The MIA recommended using D(mean) tolerance criteria is, in average, 27% higher with the PMCD method than with the PM. If tolerance criteria based on DVHs are used along with the PMCD, an increase of at least 40% of the MIA is conceivable, compared with the PM. For MIAs calculated with the PMCD, D(mean) delivered to tumoral liver (TL) ranged from 19.5 to 118 Gy for D(mean) tolerance criteria whereas they ranged from 26.6 to 918 Gy with DVH tolerance criteria. Thus, using the PMCD method, which accounts for fixation heterogeneities, higher doses can be delivered to TL. Finally, absorbed doses to the lungs are not the limiting criterion for activity prescription. However, D(mean) to the lungs can reach 15.0 Gy.
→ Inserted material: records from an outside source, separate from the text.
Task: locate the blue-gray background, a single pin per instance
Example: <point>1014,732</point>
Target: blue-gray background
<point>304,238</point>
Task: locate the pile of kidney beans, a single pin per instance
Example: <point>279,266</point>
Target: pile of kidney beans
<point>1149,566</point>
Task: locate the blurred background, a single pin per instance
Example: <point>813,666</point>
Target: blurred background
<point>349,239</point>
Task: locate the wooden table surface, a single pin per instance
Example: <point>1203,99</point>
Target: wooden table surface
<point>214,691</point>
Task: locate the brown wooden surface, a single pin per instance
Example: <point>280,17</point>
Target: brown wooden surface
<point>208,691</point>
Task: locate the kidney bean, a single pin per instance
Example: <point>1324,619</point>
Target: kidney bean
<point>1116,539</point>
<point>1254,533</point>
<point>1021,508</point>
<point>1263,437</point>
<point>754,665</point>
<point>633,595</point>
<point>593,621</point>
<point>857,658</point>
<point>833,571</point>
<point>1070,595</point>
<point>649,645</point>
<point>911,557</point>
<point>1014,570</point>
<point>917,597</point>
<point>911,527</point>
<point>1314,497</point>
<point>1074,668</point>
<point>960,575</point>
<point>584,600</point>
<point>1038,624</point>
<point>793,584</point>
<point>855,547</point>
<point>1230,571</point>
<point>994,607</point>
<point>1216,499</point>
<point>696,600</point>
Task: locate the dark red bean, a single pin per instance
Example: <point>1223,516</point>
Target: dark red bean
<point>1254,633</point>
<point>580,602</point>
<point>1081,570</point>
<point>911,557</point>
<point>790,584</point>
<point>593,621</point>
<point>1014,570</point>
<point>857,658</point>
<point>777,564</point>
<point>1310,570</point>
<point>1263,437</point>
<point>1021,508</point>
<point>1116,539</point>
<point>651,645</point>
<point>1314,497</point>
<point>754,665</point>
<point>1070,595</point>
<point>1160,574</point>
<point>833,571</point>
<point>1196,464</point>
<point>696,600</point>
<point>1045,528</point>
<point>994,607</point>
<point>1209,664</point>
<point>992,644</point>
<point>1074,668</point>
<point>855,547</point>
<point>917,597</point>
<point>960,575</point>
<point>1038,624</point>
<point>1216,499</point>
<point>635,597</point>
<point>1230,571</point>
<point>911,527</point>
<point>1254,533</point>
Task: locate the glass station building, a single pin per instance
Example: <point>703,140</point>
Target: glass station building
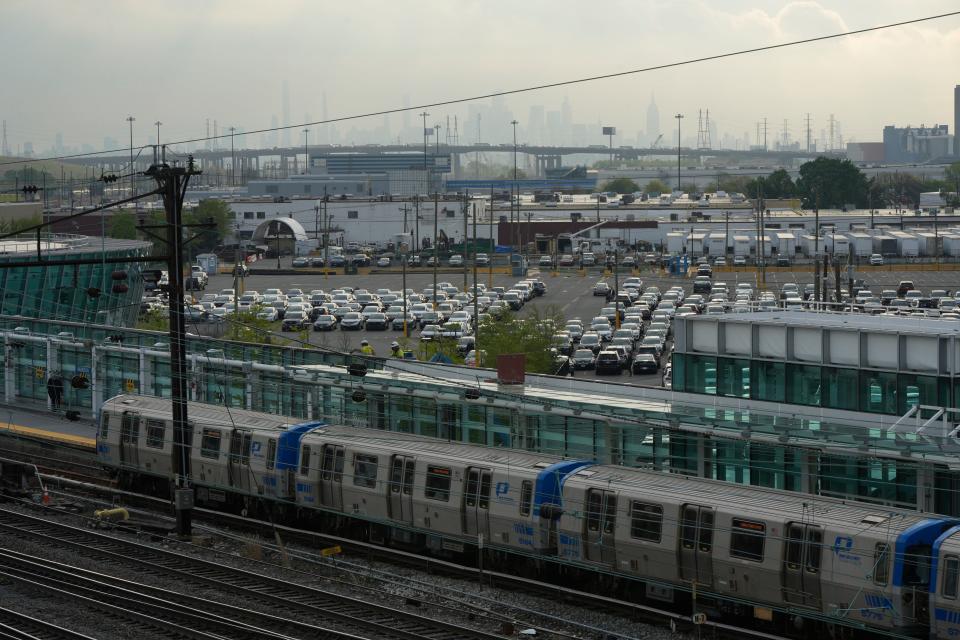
<point>735,422</point>
<point>83,293</point>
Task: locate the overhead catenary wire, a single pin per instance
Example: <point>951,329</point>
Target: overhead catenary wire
<point>535,87</point>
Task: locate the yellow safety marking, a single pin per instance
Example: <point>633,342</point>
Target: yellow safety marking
<point>48,435</point>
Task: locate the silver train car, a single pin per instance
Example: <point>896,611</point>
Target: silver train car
<point>780,558</point>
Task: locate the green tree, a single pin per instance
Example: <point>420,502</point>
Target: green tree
<point>154,320</point>
<point>620,185</point>
<point>779,185</point>
<point>530,334</point>
<point>122,225</point>
<point>836,182</point>
<point>216,210</point>
<point>657,186</point>
<point>245,326</point>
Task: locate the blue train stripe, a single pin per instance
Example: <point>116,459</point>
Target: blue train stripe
<point>549,486</point>
<point>288,444</point>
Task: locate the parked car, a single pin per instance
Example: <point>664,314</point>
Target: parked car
<point>352,321</point>
<point>608,362</point>
<point>325,322</point>
<point>583,359</point>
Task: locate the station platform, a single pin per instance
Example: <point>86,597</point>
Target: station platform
<point>49,426</point>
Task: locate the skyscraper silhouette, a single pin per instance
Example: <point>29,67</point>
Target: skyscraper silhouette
<point>653,121</point>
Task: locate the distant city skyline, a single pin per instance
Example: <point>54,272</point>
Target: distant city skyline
<point>864,82</point>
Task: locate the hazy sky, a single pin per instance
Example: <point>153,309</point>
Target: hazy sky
<point>80,67</point>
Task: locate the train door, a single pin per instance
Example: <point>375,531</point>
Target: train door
<point>476,503</point>
<point>696,544</point>
<point>600,525</point>
<point>331,477</point>
<point>402,471</point>
<point>801,564</point>
<point>239,461</point>
<point>130,439</point>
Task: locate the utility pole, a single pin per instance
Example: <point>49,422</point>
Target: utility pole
<point>436,241</point>
<point>466,213</point>
<point>133,185</point>
<point>426,174</point>
<point>233,160</point>
<point>172,182</point>
<point>493,244</point>
<point>306,149</point>
<point>476,310</point>
<point>678,117</point>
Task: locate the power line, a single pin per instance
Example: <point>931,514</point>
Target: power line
<point>539,87</point>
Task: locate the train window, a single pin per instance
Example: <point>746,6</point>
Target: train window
<point>881,563</point>
<point>130,428</point>
<point>338,466</point>
<point>688,528</point>
<point>409,471</point>
<point>814,542</point>
<point>155,433</point>
<point>305,460</point>
<point>594,510</point>
<point>951,571</point>
<point>484,499</point>
<point>247,445</point>
<point>609,513</point>
<point>396,474</point>
<point>365,470</point>
<point>438,483</point>
<point>210,444</point>
<point>646,521</point>
<point>746,539</point>
<point>705,542</point>
<point>794,546</point>
<point>473,481</point>
<point>271,453</point>
<point>526,497</point>
<point>236,441</point>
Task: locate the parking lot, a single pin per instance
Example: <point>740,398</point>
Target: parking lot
<point>569,293</point>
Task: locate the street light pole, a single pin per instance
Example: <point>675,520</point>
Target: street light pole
<point>426,175</point>
<point>133,185</point>
<point>233,161</point>
<point>306,151</point>
<point>516,224</point>
<point>678,117</point>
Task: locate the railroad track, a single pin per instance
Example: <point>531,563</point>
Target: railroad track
<point>505,610</point>
<point>20,626</point>
<point>279,600</point>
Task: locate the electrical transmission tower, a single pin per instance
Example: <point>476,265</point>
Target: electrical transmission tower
<point>707,144</point>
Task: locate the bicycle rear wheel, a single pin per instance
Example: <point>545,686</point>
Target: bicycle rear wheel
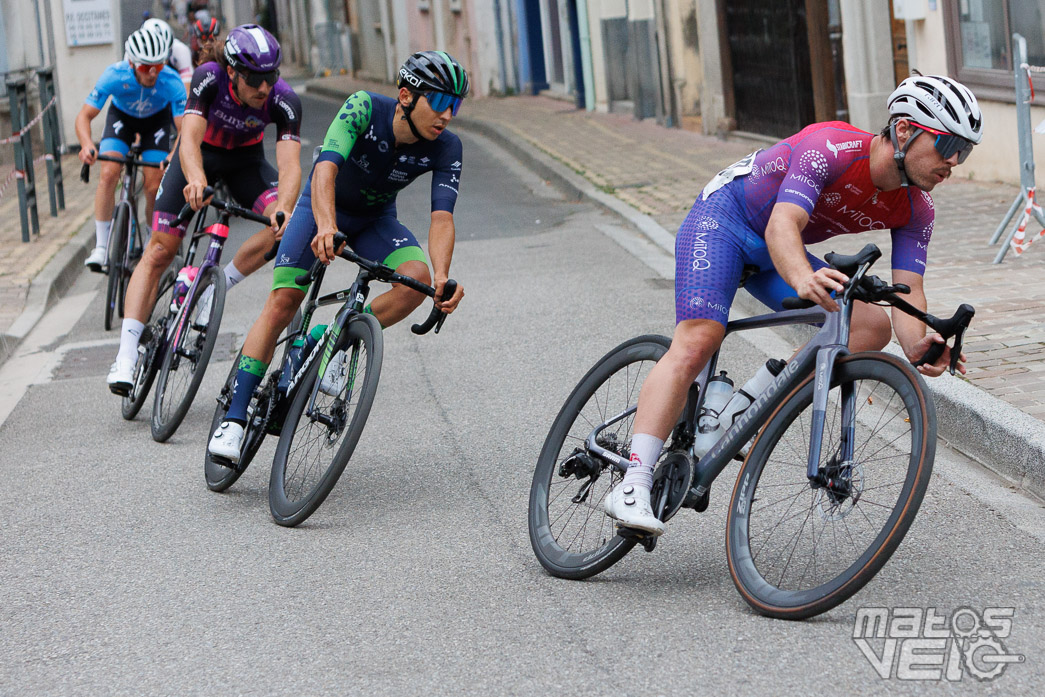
<point>117,255</point>
<point>318,438</point>
<point>796,551</point>
<point>186,359</point>
<point>569,531</point>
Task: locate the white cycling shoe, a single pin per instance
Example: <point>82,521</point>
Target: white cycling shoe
<point>227,442</point>
<point>630,506</point>
<point>96,260</point>
<point>120,378</point>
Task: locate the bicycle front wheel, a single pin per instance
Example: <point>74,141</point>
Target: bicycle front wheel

Besides its feasibility and applicability in clinical routine, the interest for treatment optimization of a personalized Monte Carlo dosimetry in the context of SIRT was confirmed in this study.
在过去几十年中,选择性内部放射治疗(SIRT)已成为治疗不可切除肝癌的一种真正选择。实际上,活动处方受到危险器官(OAR)的辐射限制,例如肺和非肿瘤性肝(NTL)。因此,其临床实施高度依赖于剂量测定。在这种情况下,开发了一种基于患者特定数据和蒙特卡罗计算的三维个性化剂量测定技术-个性化蒙特卡罗剂量测定(PMCD),并对临床数据进行了回顾性评估。
使用 10 例接受肝转移治疗的患者的锝人白蛋白微球((99m)Tc-MAA)评估数据评估了 PMCD 方法。在 CT 图像上绘制感兴趣区域轮廓,使用 OEDIPE 软件创建患者特定的体素体模。从(99m)Tc-SPECT 数据生成归一化的三维累积活性矩阵。然后,使用 MCNPX 蒙特卡罗代码获得体素尺度的吸收剂量。使用 OEDIPE 确定基于 OAR 平均吸收剂量(Dmean)或 OAR 剂量-体积直方图(DVH)的耐受标准的最大可注射量(MIA)。将这些 MIA 与基于 Dmean 耐受标准的分区模型(PM)推荐的 MIA 进行比较。最后,使用 OEDIPE 评估将这些活性物注入患者时所传递的吸收剂量,并生成相应的等剂量曲线和 DVH。
使用 Dmean 耐受标准推荐的 MIA 平均比 PMCD 方法高 27%。如果与 PMCD 一起使用基于 DVH 的耐受标准,则可以想象 MIA 至少增加 40%。对于使用 PMCD 计算的 MIA,肿瘤性肝(TL)的 Dmean 范围为 19.5 至 118 Gy,用于 Dmean 耐受标准,而对于 DVH 耐受标准,范围为 26.6 至 918 Gy。因此,使用 PMCD 方法,该方法考虑了固定异质性,可以向 TL 传递更高的剂量。最后,肺吸收剂量不是活动处方的限制标准。但是,Dmean 到肺可以达到 15.0 Gy。
除了在临床常规中具有可行性和适用性外,本研究还证实了 SIRT 背景下个性化蒙特卡罗剂量测定在治疗优化方面的重要性。